Prioritize your roadmap through your vision: A clear north star vision is essential for aligning the roadmap. Establish guiding principles and strategic trade-offs that provide clarity for every roadmap discussion. This shared vision acts as the decision-making anchor and ensures that product decisions stay on course.
Plan collaboratively: Develop the roadmap in consultation with engineering, UX, and business teams:
– Product: Focus on customer and business value.
– UX: Ensure each milestone delivers a cohesive user journey.
– Engineering: Evaluate technical risks, confidence in deliverables, and realistic development timelines.
Communicate with your stakeholders: Regularly present the roadmap to leadership, ensuring alignment. When sharing externally, maintain a consistent narrative that conveys how the roadmap leads to the desired outcomes for customers and stakeholders.
4. Test and Validate
Use early feedback loops: Prioritize early and continuous feedback as a principle. Test hypotheses with users from the start using informal mock-ups, clickable prototypes, or API demonstrations. This allows for rapid learning and iteration, well before reaching a beta stage.
Invest in user behavior analysis: Observe user interactions closely—monitor what users do, identify pain points early, and be ready to adjust based on their success or difficulties.
Manage expectations: As you gather early feedback, control the narrative to avoid misinterpretations or unmet expectations among stakeholders, especially when testing is in ideation stages. A vocal minority can easily kill a seedling product, even over a misunderstanding.
5. Handle Inbound Requests
– Align using your strategy: Treat the roadmap as a living document while maintaining a consistent vision and strategy. Evaluate each inbound request on whether it aligns with this strategic vision, determining if it’s simply a premature idea or if it diverges from strategic priorities altogether.
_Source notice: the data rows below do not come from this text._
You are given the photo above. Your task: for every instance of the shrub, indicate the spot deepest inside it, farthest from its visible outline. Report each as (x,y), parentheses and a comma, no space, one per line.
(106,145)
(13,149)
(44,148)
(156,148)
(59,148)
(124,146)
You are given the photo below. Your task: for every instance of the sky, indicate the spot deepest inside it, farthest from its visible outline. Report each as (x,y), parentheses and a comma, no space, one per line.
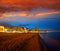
(44,14)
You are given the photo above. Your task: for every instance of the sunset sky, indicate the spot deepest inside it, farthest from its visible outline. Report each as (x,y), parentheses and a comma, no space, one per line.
(44,14)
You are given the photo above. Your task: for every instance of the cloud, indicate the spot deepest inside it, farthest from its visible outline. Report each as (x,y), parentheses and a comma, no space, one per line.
(28,14)
(27,5)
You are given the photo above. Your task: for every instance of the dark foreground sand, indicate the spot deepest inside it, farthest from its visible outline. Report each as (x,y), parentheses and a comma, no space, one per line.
(21,42)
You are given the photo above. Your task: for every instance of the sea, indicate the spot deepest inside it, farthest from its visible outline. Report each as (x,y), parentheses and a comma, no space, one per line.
(51,40)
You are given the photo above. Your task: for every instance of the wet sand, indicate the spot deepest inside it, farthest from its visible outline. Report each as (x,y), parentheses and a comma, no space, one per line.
(21,42)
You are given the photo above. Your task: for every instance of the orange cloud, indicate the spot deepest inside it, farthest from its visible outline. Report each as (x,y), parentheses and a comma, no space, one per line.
(29,4)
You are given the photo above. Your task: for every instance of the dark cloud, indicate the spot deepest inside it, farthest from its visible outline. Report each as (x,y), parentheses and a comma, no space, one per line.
(27,5)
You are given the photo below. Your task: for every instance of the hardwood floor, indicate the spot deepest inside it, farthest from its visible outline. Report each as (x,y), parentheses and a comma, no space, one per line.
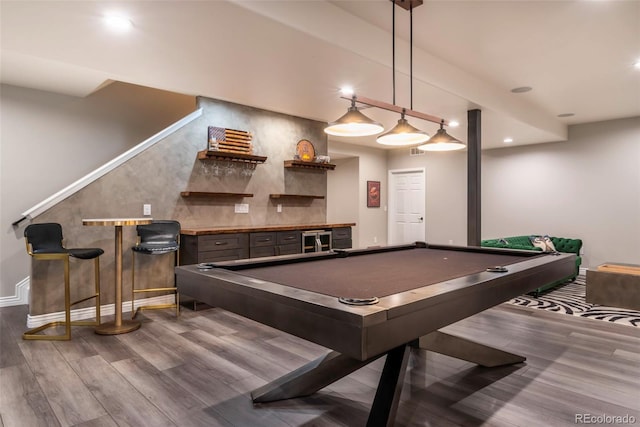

– Balance customer influence: When handling requests from key customers, weigh their business impact and the potential need for custom work. Consider the future trade-offs, like tech debt, that may arise if requests require substantial customization.
6. Manage Technical Debt
– Understand Long-Term Impact: As a product manager, cultivate awareness of the technical debt implications of certain decisions, particularly custom requests. Often, early decisions have long-term impact on your ability to sustain development. Evaluate if taking on tech debt for one customer aligns with the broader roadmap and, if so, plan for how and when to address it in the future.
Tying it all together
In essence, building a new product for an unclear market involves a flexible approach grounded in deep customer understanding, iterative testing, and a well-communicated strategy. Balancing these elements can help shape a viable product that resonates with a still-emerging market while remaining adaptable to new insights and challenges.
And developing your market and product hypotheses using the knowledge you’ll collect this way is your best shot at finding product / market fit and successful growth. Now get out there and get researching!